Re: [RFC PATCH] x86/split_lock: Disable SLD if an unaware (out-of-tree) module enables VMX

From: Sean Christopherson
Date: Fri Apr 03 2020 - 13:20:21 EST


On Fri, Apr 03, 2020 at 06:42:44PM +0200, Peter Zijlstra wrote:
> On Fri, Apr 03, 2020 at 09:30:07AM -0700, Sean Christopherson wrote:
> > Hook into native CR4 writes to disable split-lock detection if CR4.VMXE
> > is toggled on by an SDL-unaware entity, e.g. an out-of-tree hypervisor
> > module. Most/all VMX-based hypervisors blindly reflect #AC exceptions
> > into the guest, or don't intercept #AC in the first place.
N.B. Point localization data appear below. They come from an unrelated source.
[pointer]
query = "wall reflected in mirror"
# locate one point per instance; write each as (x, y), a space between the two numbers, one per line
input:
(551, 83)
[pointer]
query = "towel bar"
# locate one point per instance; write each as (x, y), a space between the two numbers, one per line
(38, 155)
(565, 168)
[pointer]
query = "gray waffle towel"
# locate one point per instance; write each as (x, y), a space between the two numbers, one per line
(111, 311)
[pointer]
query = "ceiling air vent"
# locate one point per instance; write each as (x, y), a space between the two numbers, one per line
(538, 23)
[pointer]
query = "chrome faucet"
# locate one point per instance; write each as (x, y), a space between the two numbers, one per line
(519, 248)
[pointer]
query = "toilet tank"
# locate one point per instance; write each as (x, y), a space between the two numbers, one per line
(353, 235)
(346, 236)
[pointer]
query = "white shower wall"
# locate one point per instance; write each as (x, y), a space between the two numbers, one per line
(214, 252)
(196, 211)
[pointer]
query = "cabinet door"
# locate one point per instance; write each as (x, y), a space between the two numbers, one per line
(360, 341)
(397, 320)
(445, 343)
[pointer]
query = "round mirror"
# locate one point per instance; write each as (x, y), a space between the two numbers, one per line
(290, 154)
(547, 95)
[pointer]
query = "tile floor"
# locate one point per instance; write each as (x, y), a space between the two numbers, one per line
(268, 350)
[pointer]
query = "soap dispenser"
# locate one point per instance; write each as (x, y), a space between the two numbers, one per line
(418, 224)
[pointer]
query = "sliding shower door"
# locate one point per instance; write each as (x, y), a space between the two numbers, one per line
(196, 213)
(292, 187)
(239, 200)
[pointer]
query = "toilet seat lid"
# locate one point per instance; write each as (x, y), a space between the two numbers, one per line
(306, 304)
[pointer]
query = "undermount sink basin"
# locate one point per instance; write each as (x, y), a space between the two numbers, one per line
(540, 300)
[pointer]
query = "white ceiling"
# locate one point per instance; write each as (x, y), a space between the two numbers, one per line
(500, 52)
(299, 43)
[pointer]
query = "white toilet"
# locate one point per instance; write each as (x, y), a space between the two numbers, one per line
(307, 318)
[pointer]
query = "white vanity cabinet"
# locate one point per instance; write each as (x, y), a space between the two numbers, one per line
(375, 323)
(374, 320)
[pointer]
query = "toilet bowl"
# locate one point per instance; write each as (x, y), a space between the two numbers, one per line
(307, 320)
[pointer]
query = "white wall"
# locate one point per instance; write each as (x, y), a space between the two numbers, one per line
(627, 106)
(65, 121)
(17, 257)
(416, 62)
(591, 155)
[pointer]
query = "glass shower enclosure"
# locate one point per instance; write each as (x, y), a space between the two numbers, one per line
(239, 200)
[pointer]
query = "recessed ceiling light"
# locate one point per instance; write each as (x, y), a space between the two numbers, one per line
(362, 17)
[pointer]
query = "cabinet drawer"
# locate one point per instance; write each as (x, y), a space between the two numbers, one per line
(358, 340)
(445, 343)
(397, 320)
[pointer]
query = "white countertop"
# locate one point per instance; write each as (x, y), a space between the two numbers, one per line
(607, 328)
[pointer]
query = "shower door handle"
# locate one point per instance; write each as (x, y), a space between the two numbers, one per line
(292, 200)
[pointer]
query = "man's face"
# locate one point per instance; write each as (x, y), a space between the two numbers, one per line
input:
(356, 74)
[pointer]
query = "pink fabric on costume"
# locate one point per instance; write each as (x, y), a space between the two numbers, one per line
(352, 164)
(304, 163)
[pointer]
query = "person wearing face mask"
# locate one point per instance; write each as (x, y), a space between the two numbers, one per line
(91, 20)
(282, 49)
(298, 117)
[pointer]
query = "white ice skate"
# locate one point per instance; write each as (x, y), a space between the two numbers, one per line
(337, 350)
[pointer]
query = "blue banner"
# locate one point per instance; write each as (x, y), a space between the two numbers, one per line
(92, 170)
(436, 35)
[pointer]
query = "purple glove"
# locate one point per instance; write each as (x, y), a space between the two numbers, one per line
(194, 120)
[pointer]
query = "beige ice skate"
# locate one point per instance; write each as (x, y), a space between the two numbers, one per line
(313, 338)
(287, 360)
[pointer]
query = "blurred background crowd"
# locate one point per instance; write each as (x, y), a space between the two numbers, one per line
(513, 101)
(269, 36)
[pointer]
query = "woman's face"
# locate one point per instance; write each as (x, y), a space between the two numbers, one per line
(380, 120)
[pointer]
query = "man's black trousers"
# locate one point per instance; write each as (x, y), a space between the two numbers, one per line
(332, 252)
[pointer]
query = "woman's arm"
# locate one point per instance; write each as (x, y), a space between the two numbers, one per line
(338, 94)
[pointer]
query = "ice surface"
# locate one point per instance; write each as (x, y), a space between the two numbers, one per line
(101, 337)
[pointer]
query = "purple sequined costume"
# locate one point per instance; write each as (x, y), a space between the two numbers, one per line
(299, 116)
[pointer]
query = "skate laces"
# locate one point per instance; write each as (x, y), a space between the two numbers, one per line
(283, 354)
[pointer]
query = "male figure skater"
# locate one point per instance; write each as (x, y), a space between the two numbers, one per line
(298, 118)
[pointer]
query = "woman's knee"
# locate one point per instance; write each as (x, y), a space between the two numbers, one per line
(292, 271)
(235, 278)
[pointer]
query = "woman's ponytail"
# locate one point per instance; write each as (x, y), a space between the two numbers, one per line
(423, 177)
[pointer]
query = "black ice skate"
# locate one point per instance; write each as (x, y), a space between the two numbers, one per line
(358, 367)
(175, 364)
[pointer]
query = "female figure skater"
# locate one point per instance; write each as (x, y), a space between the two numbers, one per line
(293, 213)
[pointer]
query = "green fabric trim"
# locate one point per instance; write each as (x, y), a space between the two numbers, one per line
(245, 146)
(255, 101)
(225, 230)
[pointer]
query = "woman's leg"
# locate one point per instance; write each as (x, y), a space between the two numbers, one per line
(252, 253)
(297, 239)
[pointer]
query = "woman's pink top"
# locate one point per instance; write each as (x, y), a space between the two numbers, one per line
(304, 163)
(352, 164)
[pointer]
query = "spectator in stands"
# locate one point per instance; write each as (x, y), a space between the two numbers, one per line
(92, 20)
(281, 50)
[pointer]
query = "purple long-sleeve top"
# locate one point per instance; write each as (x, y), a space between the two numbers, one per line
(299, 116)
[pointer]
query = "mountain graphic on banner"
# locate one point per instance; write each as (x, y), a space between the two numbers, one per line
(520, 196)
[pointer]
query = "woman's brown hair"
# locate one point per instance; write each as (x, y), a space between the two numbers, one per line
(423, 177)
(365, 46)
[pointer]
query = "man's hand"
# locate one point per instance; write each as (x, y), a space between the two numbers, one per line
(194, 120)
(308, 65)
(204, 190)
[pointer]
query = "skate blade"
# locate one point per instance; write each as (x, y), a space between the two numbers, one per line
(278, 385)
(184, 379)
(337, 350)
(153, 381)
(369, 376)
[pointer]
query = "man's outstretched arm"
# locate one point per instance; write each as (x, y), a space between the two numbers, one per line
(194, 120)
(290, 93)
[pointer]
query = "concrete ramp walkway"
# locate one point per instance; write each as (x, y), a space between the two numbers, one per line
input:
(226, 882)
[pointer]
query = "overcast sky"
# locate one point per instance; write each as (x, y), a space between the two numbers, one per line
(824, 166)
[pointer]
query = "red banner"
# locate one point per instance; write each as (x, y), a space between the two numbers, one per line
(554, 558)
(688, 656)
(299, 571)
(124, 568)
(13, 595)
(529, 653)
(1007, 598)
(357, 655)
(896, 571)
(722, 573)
With SLD
> > enabled, this results in unexpected #AC faults in the guest, leading to
> > crashes in the guest and other undesirable behavior.
> >
> > Reported-by: "Kenneth R. Crudup" <kenny@xxxxxxxxx>
> > Cc: Peter Zijlstra <peterz@xxxxxxxxxxxxx>
> > Cc: Thomas Gleixner <tglx@xxxxxxxxxxxxx>
> > Cc: Jessica Yu <jeyu@xxxxxxxxxx>
> > Cc: Rasmus Villemoes <rasmus.villemoes@xxxxxxxxx>
> > Cc: Kenneth R. Crudup <kenny@xxxxxxxxx>
> > Cc: Paolo Bonzini <pbonzini@xxxxxxxxxx>
> > Cc: Fenghua Yu <fenghua.yu@xxxxxxxxx>
> > Cc: Xiaoyao Li <xiaoyao.li@xxxxxxxxx>
> > Cc: Nadav Amit <namit@xxxxxxxxxx>
> > Cc: Thomas Hellstrom <thellstrom@xxxxxxxxxx>
> > Cc: Tony Luck <tony.luck@xxxxxxxxx>
> > Cc: Steven Rostedt <rostedt@xxxxxxxxxxx>
> > Cc: Greg Kroah-Hartman <gregkh@xxxxxxxxxxxxxxxxxxx>
> > Cc: Jann Horn <jannh@xxxxxxxxxx>
> > Cc: Kees Cook <keescook@xxxxxxxxxxxx>
> > Cc: David Laight <David.Laight@xxxxxxxxxx>
> > Cc: Doug Covelli <dcovelli@xxxxxxxxxx>
> > Signed-off-by: Sean Christopherson <sean.j.christopherson@xxxxxxxxx>
> > ---
> >
> > A bit ugly, but on the plus side the code is largely contained to intel.c.
> > I think forgoing the on_all_cpus() remote kill is safe?
>
> How would it be safe? You can't control where the module text will be
> ran, or how quickly.

Ugh, I forgot about the stupid core scope behavior.

CR4.VMXE needs to be set on every logical CPU before that CPU can do VMXON
and enter a guest, so every CPU will come through this code and locally
disable SLD.

But, a SMT sibling could race on the WRMSR and re-enable SLD on the CPU
that just killed SLD. Waiting until other CPUs stop enabling SLD should
work. Something like this? Disclaimer, memory ordering isn't my forte.

static atomic_t enabling_sld = ATOMIC_INIT(0);

static void sld_update_msr(bool on)
{
u64 test_ctrl_val = msr_test_ctrl_cache;

if (on && !sld_killed)
test_ctrl_val |= MSR_TEST_CTRL_SPLIT_LOCK_DETECT;

if (test_ctrl_val & MSR_TEST_CTRL_SPLIT_LOCK_DETECT)
atomic_inc(&enabling_sld);

wrmsrl(MSR_TEST_CTRL, test_ctrl_val);

if (test_ctrl_val & MSR_TEST_CTRL_SPLIT_LOCK_DETECT)
atomic_dec(&enabling_sld);
}

void split_lock_cr4_write(unsigned long val)
{
u64 ctrl;

/*
* Out-of-tree hypervisors that aren't aware of split-lock will blindly
* reflect split-lock #AC into their guests. Kill split-lock detection
* if an unaware entity enables VMX.
*/
if (!static_cpu_has(X86_FEATURE_VMX) ||
!static_cpu_has(X86_FEATURE_SPLIT_LOCK_DETECT) ||
!(val & X86_CR4_VMXE) || atomic_read(&cr4_vmxe_split_lock_safe) ||
(native_read_cr4() & X86_CR4_VMXE))
return;

WARN_ON_ONCE(1);

/*
* Set the global kill flag to prevent re-enabling SLD, e.g. via
* switch_to_sld().
*/
WRITE_ONCE(sld_killed, true);

/*
* No need to forcefully disable SLD on other CPUs, they'll come here
* if/when they set CR4.VMXE. But, wait until no other threads are
* enabling SLD, i.e. have seen sld_killed, as the MSR may be shared
* by SMT siblings.
*/
while (atomic_read(&enabling_sld));
sld_update_msr(false);
}